Responders never all show up simultaneously. Often they have to be pulled in mid-incident. The power of the chat log really comes through here as latecomers get an automatic up-to-the-second sitrep. “Reading scrollback” is our standard entrance letting everyone know someone new has engaged and needs a minute to catch up. Even in cases when a quick briefing to a newcomer is necessary, one person can break off into a separate channel or in private message without having to disengage from the main conversation.

Other kinds of text sidebars are of course useful in incident responses. For example, emotions run high during outages and occasionally you have to ask someone to cool their jets. This is done quickly and effectively in private chat message without embarrassing them in front of the rest of the team.

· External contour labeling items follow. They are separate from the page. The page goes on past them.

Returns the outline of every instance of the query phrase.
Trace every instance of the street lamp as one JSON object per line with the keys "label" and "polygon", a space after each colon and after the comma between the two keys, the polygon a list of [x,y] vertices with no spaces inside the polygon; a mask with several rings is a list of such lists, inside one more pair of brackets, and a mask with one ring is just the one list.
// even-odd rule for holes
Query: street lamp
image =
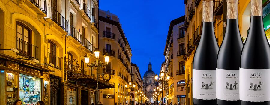
{"label": "street lamp", "polygon": [[[155,76],[155,79],[156,79],[158,82],[161,82],[161,87],[160,88],[160,91],[161,91],[161,104],[163,104],[163,92],[162,92],[162,91],[163,89],[163,83],[164,83],[167,82],[170,79],[170,76],[166,76],[166,79],[165,79],[164,78],[164,72],[163,71],[161,72],[160,74],[160,77],[159,77],[159,79],[158,80],[158,74],[157,74],[156,75],[156,76]],[[157,87],[157,89],[158,90],[158,87]]]}
{"label": "street lamp", "polygon": [[[128,88],[128,84],[126,84],[126,85],[125,85],[125,87],[126,88],[127,88],[128,89],[129,89],[129,102],[130,103],[131,103],[131,89],[132,88],[135,88],[136,87],[136,85],[135,85],[135,84],[134,83],[133,85],[133,87],[131,86],[132,85],[132,83],[131,82],[129,82],[128,83],[128,85],[129,85],[129,86]],[[138,92],[139,92],[140,91],[138,90]]]}
{"label": "street lamp", "polygon": [[96,60],[91,63],[90,63],[90,58],[89,56],[87,55],[87,54],[86,54],[84,56],[84,61],[88,67],[91,67],[92,68],[97,68],[97,93],[96,94],[96,104],[98,105],[99,104],[98,102],[98,68],[101,68],[103,67],[106,66],[108,64],[110,60],[110,56],[106,53],[106,54],[104,55],[104,58],[105,60],[105,64],[104,64],[99,60],[98,58],[99,57],[100,51],[98,49],[96,48],[96,49],[94,50],[94,54],[95,55],[95,57],[96,57]]}

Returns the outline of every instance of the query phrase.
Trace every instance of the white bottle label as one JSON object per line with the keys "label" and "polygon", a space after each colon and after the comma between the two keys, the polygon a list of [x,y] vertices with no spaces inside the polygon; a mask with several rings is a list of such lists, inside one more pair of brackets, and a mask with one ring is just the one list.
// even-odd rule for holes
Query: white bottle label
{"label": "white bottle label", "polygon": [[217,68],[217,98],[239,100],[239,70]]}
{"label": "white bottle label", "polygon": [[216,96],[216,70],[192,70],[192,95],[194,98],[214,100]]}
{"label": "white bottle label", "polygon": [[249,102],[270,100],[270,69],[240,68],[240,100]]}

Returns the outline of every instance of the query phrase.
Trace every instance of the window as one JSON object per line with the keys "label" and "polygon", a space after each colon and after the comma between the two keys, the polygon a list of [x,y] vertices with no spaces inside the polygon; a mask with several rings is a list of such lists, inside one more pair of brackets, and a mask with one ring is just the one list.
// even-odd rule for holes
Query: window
{"label": "window", "polygon": [[52,42],[48,41],[48,56],[50,61],[50,63],[56,65],[56,46]]}
{"label": "window", "polygon": [[20,53],[30,56],[31,33],[30,30],[26,25],[17,22],[16,47]]}

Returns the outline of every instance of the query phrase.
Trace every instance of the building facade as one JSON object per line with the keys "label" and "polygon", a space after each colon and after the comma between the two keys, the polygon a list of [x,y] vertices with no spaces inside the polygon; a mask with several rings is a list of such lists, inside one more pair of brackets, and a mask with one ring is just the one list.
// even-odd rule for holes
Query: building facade
{"label": "building facade", "polygon": [[99,89],[114,87],[83,57],[95,60],[98,10],[96,0],[0,1],[0,104],[90,105],[97,78]]}
{"label": "building facade", "polygon": [[170,78],[167,83],[164,85],[165,95],[164,94],[161,97],[163,98],[163,102],[168,105],[170,103],[181,105],[185,103],[185,62],[183,59],[185,54],[184,18],[183,16],[171,22],[164,50],[165,62],[160,72],[164,72],[165,76]]}
{"label": "building facade", "polygon": [[[111,78],[109,82],[114,84],[116,88],[103,89],[100,93],[100,94],[113,94],[115,99],[104,97],[100,98],[103,99],[104,104],[114,104],[116,102],[123,104],[129,103],[130,92],[130,89],[128,88],[130,87],[128,84],[131,81],[132,74],[131,49],[117,16],[109,11],[101,10],[99,10],[99,30],[100,32],[99,35],[99,48],[102,49],[100,53],[102,55],[107,53],[110,57],[109,64],[104,69],[103,72],[110,74]],[[125,87],[126,84],[129,85],[128,87]],[[133,85],[131,85],[132,87]]]}
{"label": "building facade", "polygon": [[[242,40],[244,43],[248,33],[250,22],[250,0],[238,2],[238,24]],[[262,0],[263,23],[265,31],[268,41],[270,40],[269,0]],[[194,53],[200,42],[202,29],[202,0],[185,0],[185,55],[186,101],[187,105],[193,104],[192,78]],[[214,0],[213,13],[214,28],[216,38],[220,46],[226,29],[227,3],[226,0]]]}

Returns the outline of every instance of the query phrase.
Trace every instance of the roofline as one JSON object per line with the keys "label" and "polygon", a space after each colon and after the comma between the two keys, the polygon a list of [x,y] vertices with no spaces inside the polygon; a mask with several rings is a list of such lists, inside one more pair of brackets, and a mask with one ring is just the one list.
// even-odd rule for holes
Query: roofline
{"label": "roofline", "polygon": [[168,35],[167,35],[167,39],[166,40],[166,44],[165,45],[165,49],[164,50],[164,53],[163,54],[164,56],[166,55],[166,51],[167,51],[167,48],[168,48],[168,45],[169,44],[169,41],[170,41],[171,35],[172,34],[172,31],[173,28],[173,26],[184,21],[184,15],[172,20],[171,21],[170,26],[169,27],[169,31],[168,32]]}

At Linden Lab, we use a designated Incident Commander to orchestrate incident responses. Chat systems give an easy way to flag whoever is running the show by chat handle and/or in the channel topic. Anyone jumping in knows immediately who is in charge without having to distract the response team by asking.

Running an incident response in a chat channel is also an incredibly effective way of passively disseminating information to a wide audience. A large number of people can quietly lurk in a chat channel unlike in a physical space. More formal status updates to various parties, like support, are of course sometimes necessary but enabling those parties to follow along in real time gives them context that would not otherwise be conveyed in a terse status report.

As a final bonus, we are able to respond to a problem at peak efficiency regardless of where anyone is at that moment. Issues don’t wait for office hours to crop up. Being a distributed team, this is really our only option, but it rocks that being distributed is an advantage in incident response.

The benefits of chat-based incident responses don’t end with the incident though. Having a detailed log of events is invaluable in conducting postmortems. People have a terrible memories, especially during high stress events. The log gives a history of events with precise times that could never be achieved by relying on responders' recollections.

Likewise, the chat log for an incident is potent teaching tool. New hires can use them to learn about the particulars and eccentricities of systems in a way that is rarely captured in documentation or direct instruction. But in general, the log gives a remarkably clear picture of what went right and what went wrong in an incident response, letting the team better iterate and improve on their process over time.

Chat-based incident response isn’t easy. It requires group discipline and commitment as it runs counter to our instincts about communication. It can be nerve-racking for newcomers to the practice. Not everyone can hack it. Extremely smart people can and do wash out from not being able to keep up. But when it works it is a wondrous thing to behold, a ballet in a war zone, beautiful, terrifying, and glorious.